We honor two stalwarts of the musical theater, both noted for performing Kurt Weill, who have passed away recently.
German actress and singer Gisela May died on 2 December 2016 at the age of 92. After building a reputation over two decades of work in the German theater, “die May” joined the Berliner Ensemble in 1962 and immediately became an essential member of the company. Her best-known role was Mother Courage, which she took over upon the death of Brecht’s widow, Helene Weigel, and played for many years. (To give you an idea of her range, May also starred in the German version of Hello, Dolly!) She toured the world as a concert artist, specializing in settings of Brecht’s poems and lyrics by Kurt Weill, Hanns Eisler, and Paul Dessau; her programs also featured other renowned Weimar authors, including Kurt Tucholsky and Erich Kästner. She had a distinguished career as a television and film actress as well.
Her connection with Weill was strong. After Lotte Lenya revived Die sieben Todsünden in the late 1950s, May was the first to follow her lead, playing Anna I for the first time in 1964 and taking the role many times thereafter. (Her recording has been reissued most recently on the Brilliant Classics label.) May recorded several Weill-Brecht songs which have stayed in print for decades, and a home video release of her 1972 recording of songs by Weill, Eisler, and Dessau, paired with an earlier Lenya performance, is available on VAI 4319.
Like Lenya, May explored depths of the human heart as both an actress and singer and knew how to put across a song despite a lack of vocal virtuosity. Paul Dessau, who composed the music for Mother Courage, said of her, “She doesn’t sing beautifully, she sings right.”

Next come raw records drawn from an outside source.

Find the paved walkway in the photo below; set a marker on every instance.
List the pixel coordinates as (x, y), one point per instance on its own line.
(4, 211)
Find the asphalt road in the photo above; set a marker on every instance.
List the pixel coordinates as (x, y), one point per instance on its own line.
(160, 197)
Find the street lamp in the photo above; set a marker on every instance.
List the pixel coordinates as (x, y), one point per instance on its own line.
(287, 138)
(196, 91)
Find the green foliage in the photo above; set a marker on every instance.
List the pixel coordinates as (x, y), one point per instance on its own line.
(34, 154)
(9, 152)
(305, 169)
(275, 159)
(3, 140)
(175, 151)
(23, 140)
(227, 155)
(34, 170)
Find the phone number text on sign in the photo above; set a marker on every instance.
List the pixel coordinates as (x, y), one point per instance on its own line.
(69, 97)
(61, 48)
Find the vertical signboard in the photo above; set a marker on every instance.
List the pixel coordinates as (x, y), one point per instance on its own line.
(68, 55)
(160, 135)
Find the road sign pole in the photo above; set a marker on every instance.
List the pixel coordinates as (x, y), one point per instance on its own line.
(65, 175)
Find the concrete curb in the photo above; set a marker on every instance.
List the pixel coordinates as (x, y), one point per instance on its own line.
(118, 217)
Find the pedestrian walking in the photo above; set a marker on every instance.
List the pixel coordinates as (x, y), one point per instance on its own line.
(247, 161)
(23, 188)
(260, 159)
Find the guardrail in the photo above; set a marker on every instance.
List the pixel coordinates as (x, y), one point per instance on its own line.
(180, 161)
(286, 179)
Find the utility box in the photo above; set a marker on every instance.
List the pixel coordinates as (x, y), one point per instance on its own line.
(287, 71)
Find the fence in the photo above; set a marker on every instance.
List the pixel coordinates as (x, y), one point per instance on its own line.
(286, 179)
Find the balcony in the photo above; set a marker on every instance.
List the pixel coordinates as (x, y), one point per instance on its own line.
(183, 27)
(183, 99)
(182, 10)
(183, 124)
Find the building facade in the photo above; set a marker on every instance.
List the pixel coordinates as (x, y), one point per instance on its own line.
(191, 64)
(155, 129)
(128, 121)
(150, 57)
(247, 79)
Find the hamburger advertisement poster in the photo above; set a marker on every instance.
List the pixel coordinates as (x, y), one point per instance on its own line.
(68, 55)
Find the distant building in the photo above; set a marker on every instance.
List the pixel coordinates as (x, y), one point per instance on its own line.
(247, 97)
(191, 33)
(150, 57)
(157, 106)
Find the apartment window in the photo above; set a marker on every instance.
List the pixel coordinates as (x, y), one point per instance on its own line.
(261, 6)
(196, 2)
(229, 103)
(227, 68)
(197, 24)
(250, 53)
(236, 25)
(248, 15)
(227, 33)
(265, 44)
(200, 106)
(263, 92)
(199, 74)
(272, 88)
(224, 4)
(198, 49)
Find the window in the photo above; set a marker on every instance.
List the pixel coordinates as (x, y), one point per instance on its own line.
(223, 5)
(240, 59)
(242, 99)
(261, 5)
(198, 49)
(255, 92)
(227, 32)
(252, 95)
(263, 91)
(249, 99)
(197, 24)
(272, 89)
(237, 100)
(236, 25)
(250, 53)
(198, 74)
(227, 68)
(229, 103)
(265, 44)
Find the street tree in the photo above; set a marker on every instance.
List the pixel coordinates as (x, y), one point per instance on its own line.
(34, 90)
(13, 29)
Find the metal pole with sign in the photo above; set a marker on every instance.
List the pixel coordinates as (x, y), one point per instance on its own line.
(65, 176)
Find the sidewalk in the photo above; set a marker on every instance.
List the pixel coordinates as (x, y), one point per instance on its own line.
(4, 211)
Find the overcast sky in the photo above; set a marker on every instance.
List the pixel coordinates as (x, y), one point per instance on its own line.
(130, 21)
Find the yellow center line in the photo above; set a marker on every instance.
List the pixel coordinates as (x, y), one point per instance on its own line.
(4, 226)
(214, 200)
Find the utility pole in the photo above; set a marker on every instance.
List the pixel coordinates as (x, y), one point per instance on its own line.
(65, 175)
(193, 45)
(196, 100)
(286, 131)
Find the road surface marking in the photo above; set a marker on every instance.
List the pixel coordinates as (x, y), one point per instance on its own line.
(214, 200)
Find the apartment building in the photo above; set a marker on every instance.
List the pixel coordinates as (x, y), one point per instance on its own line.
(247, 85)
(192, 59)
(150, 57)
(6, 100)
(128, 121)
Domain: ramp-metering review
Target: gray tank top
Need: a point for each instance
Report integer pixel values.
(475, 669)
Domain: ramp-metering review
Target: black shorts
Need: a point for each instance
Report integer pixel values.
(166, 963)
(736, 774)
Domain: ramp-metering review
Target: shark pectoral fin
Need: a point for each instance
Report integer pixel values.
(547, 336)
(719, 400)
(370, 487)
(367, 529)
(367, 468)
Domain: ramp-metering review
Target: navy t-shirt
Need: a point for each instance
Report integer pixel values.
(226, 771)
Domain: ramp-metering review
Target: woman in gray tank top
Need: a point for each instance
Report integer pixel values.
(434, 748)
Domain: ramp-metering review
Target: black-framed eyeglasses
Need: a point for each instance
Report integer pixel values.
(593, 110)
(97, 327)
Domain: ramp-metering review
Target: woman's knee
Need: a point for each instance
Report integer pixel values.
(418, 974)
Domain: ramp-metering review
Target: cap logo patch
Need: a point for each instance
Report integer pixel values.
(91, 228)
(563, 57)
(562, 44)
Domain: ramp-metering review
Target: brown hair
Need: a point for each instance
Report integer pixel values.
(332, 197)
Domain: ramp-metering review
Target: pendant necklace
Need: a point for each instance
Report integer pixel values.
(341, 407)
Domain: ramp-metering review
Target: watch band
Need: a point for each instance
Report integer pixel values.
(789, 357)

The American-born soprano Elisabeth Carron died on 1 December 2016 at 94. She appeared in opera houses around the world from the 1940s through the 1980s, and was especially noted for her Puccini roles. Carron sang Birdie in Blitzstein’s Regina at New York City Opera in the 1958 revival, a performance immortalized on a cast recording released by Columbia Records (reissued on Sony Masterworks Broadway 72912). A season later, she appeared with the same company as Anna Maurrant in Weill’s Street Scene, a role she returned to in revivals throughout the 1960s. Howard Taubman of the New York Times described her Birdie as “affecting” and her Anna as “touching.”